I'm new to stochastic calculus on jump processes and encountered a difficulty. I would appreciate some clarification from the community on the following question.
Let $g_t$ be a $\mathcal{F_t}$-adapted process where $\mathcal{F_t}$ is the natural filtration generated by a Poisson process $N_t$.

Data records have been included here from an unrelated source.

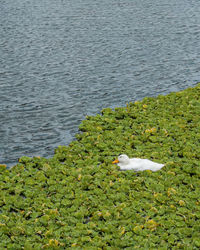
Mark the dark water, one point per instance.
(63, 60)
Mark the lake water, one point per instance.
(61, 60)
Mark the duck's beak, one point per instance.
(115, 161)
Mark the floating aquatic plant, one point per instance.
(78, 199)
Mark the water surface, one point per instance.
(62, 60)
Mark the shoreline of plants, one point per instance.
(79, 199)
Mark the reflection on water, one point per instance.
(63, 60)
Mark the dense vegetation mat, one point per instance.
(78, 199)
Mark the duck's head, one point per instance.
(123, 159)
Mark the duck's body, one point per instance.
(137, 164)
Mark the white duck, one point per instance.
(137, 164)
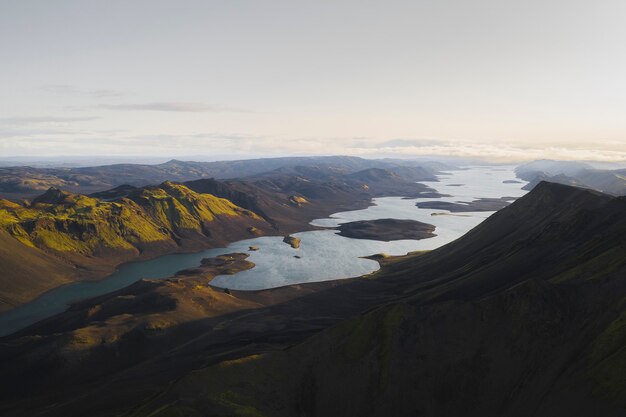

Define stochastic integral $Y_t$ as $$Y_t = \int_0^t g_{s^{-}} d\hat{N_s}$$ where $\hat{N_t} = N_t - \lambda t$ is the compensated Poisson process.
Suppose $Z_t = f(t,Y_t)$ is once differentiable in $t$, then the Ito formula for Poisson Process is \begin{equation}dZ_t = \bigg\{\partial_t f(t,Y_t) + \lambda \Big(\big[f(t, Y_{t^{-}} + g_{t^{-}}) - f(t,Y_{t^{-}})\big] - g_t \partial_y f(t,Y_t) \Big) \bigg\}dt + \bigg[ f(t,Y_{t^{-}} + g_{t^{-}}) - f(t, Y_{t^{-}}) \bigg]d\hat{N_t} \end{equation}
so my question is why then do we have, by Ito formula, \begin{equation} H(\tau, N_\tau) = H(t,N_t) + \int_t^\tau (\partial_t + \mathcal{L}_s)H(s, N_s)ds + \int_t^\tau \left[ H(s, N_{s^{-}} + 1) - H(s,N_{s^{-}})\right]d\hat{N_s} \end{equation} where $\mathcal{L_t}{H(t,n)} = \lambda(t,n,u) \left[ H(t,n+1) - H(t,n)\right]$? Take $N_t = n$.
Why did the $-g_t \partial_y{H(t, N_t)}$ term disappear? I believe $Y_t = \int_0^t 1 d\hat{N_s} = \hat{N_t}$ so $-g_t \partial_y{H(t, N_t)} = -\partial_{\hat{N_t}} H(t,N_t) = 0$? Wouldn't $\partial_\hat{N_t} H(t,N_t) = \partial_{N_t} H(t,N_t)$ instead?
Thanks